Heißes Finale um den NÜRNBERGER Versicherungscup

Yulia Putintseva und Tamara Zidansek wollen jeweils ihren ersten Titel auf der WTA-Tour gewinnen

(Nürnberg, 24.05.2019) – Im Finale des NÜRNBERGER Versicherungscups 2019 trifft am Samstag die topgesetzte Kasachin Yulia Putintseva auf die erst 21-jährige Slowenin Tamara Zidansek. Beide Spielerinnen greifen beim zweitgrößten deutschen Dammentennis-Turnier nach ihrem ersten Titel auf der WTA-Tour. Putintseva bezwang im Halbfinale Sorana Cirstea aus Rumänien mit 6:4, 7:5. Zidansek schlug die an zwei gesetzte Tschechin Katerina Siniakova mit 7:6 (4) und 6:2.

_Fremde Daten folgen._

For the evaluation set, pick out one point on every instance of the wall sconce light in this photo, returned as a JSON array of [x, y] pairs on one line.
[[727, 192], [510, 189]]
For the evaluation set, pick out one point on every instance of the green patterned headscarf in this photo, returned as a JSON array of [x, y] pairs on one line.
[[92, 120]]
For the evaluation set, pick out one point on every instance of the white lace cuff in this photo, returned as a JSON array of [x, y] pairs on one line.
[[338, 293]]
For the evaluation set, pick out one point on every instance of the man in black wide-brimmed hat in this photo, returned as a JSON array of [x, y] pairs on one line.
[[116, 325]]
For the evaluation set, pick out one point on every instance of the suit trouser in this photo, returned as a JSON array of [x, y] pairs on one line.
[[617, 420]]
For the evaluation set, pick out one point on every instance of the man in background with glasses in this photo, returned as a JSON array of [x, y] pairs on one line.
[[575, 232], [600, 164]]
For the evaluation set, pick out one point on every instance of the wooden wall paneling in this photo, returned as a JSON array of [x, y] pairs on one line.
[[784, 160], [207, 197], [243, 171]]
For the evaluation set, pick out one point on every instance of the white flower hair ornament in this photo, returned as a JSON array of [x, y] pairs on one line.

Yulia Putintseva waren die Strapazen des bisher längsten Matches in der Geschichte des Turniers – im Viertelfinale gewann sie erst nach drei Stunden und 21 Minuten gegen Anna-Lena Friedsam – nicht im Geringsten anzumerken. Die 24-Jährige sprühte vor Kampfkraft und Spielfreude, wirkte von Beginn an enorm fokussiert und machte vor allem fast keine Fehler. Dazu schlug die Nummer 39 der Weltrangliste stark auf und war darüber hinaus auch noch sehr effizient. Lediglich als sie schon kurz davor stand, ihr Finalticket zu lösen, geriet Putintseva nochmal etwas ins Schlingern, verlor erstmals im Match ihren Aufschlag, war allerdings kurz danach sofort wieder bei der Sache.

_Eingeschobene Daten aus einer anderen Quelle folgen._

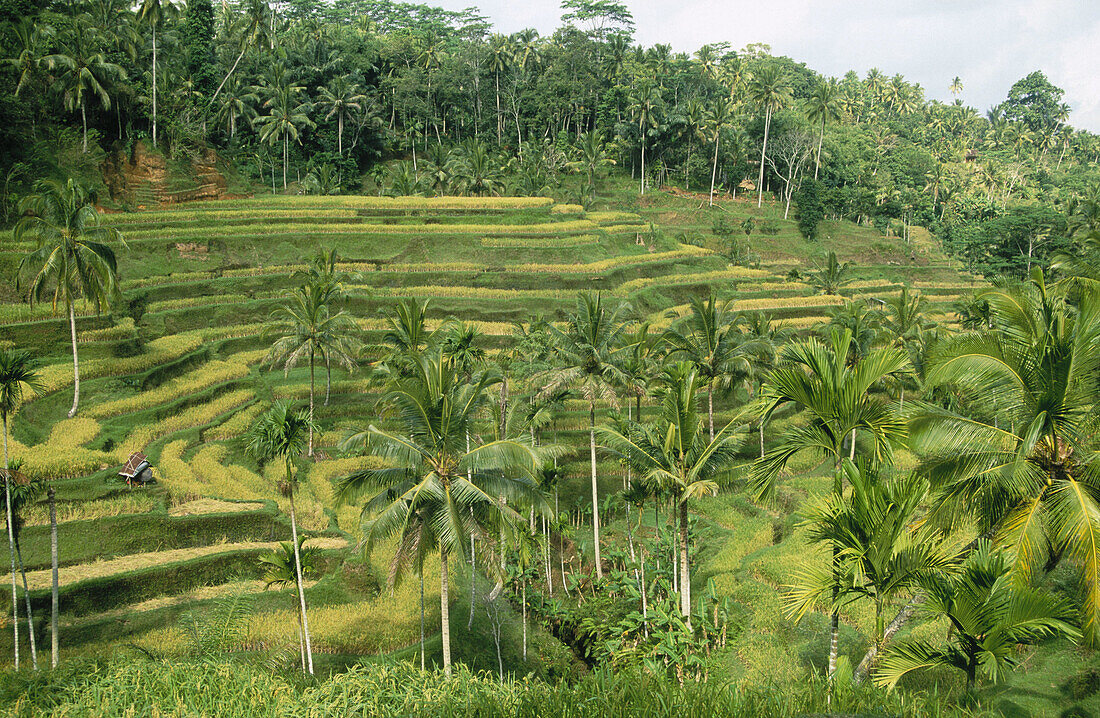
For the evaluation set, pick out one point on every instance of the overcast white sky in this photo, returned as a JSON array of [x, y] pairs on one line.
[[988, 43]]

Nach einer Spielzeit von einer Stunde und 51 Minuten machte die Putinsteva schließlich den dritten Einzug in ein WTA-Finale perfekt. „Der Unterschied war heute der Aufschlag. Ich habe wirklich sehr präzise serviert, und bis zum letzten Punkt gekämpft“, meinte Putintseva, die darauf hofft, am Samstag erstmals eine WTA-Trophäe gewinnen zu können. Bei ihren ersten beiden Anläufen in St.Petersburg (2017) und Ghuangzou (2018) zog die kasachische Fed Cup-Spielerin jeweils den Kürzeren. „Das waren jeweils unterschiedliche Bedingungen. Daraus kann man sicher nichts für das morgige Finale ableiten. Ich muss einfach meinen Job erledigen und versuchen mein Spiel so gut wie möglich auf den Platz zu bringen“, meinte Putintseva, die mit Finalgegnerin Zidansek nach der verlorenen Partie vor wenigen Wochen in Rabat noch eine Rechnung zu begleichen hat.

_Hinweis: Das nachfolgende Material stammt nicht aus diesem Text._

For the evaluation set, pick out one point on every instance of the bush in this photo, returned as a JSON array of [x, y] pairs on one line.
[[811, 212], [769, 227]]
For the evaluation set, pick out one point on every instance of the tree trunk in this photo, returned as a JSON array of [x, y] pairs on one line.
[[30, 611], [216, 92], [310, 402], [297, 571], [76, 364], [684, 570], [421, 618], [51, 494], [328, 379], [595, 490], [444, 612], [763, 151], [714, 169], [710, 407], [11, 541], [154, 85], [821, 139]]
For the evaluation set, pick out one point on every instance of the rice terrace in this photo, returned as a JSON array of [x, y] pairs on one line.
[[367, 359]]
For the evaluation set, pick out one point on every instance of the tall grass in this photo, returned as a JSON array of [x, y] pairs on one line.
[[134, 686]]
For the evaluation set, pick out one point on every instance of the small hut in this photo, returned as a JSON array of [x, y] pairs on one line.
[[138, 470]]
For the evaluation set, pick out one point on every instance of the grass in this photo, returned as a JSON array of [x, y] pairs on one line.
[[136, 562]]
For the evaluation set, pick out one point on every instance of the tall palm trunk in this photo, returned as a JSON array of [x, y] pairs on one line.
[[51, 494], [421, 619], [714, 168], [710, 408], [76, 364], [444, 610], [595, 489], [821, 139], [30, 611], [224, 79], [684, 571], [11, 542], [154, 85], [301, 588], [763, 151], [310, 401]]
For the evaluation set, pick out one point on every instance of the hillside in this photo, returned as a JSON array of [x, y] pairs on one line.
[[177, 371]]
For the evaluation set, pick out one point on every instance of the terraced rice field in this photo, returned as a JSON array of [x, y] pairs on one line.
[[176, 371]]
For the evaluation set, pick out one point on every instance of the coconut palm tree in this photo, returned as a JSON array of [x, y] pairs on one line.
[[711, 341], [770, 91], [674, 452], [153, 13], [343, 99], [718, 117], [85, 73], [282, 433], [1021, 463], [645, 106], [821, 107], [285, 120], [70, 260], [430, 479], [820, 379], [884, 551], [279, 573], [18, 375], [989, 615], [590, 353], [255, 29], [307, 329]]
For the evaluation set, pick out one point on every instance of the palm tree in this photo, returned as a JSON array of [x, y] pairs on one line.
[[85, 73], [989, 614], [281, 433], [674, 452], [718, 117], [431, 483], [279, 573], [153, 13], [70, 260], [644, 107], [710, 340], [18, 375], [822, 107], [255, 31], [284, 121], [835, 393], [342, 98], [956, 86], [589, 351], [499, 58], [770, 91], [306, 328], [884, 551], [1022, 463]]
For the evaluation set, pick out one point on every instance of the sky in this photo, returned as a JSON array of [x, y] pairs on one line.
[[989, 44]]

Die 21-Jährige Slowenin ist eine der Entdeckungen der vergangenen Monate auf der WTA-Tour. Mit großer Unbekümmertheit und einem sehr abwechslungsreich angelegten Spiel hat sie ihre Gegnerinnen reihenweise überrascht und auch das Halbfinale gegen Katerina Siniakova auf den Kopf gestellt. Zwar gab Zidansek im ersten Satz dreimal ihren Aufschlag ab und Siniakova servierte beim Stand von 5:4 sogar zum Satzgewinn, doch die junge Slowenin blieb ihrem aggressivem Spiel treu und wurde im Tiebreak belohnt. Den Schwung nahm die in Doha lebende Rechtshänderin auch mit in den zweiten Durchgang und führte schnell mit einem Doppelbreak. Nach einer Stunde und 25 Minuten verwandelte Zidansek den ersten Matchball.

„Ich habe einfach versucht, aggressiv zu bleiben und mein Match zu spielen. Seitdem ich hier in Nürnberg die Trainingsplätze betreten habe, fühle ich mich sehr wohl. Jetzt freue ich mich auf mein erstes Finale. Das wird sicher ein sehr harter Kampf“, blickt Zidansek auf das Endspiel voraus.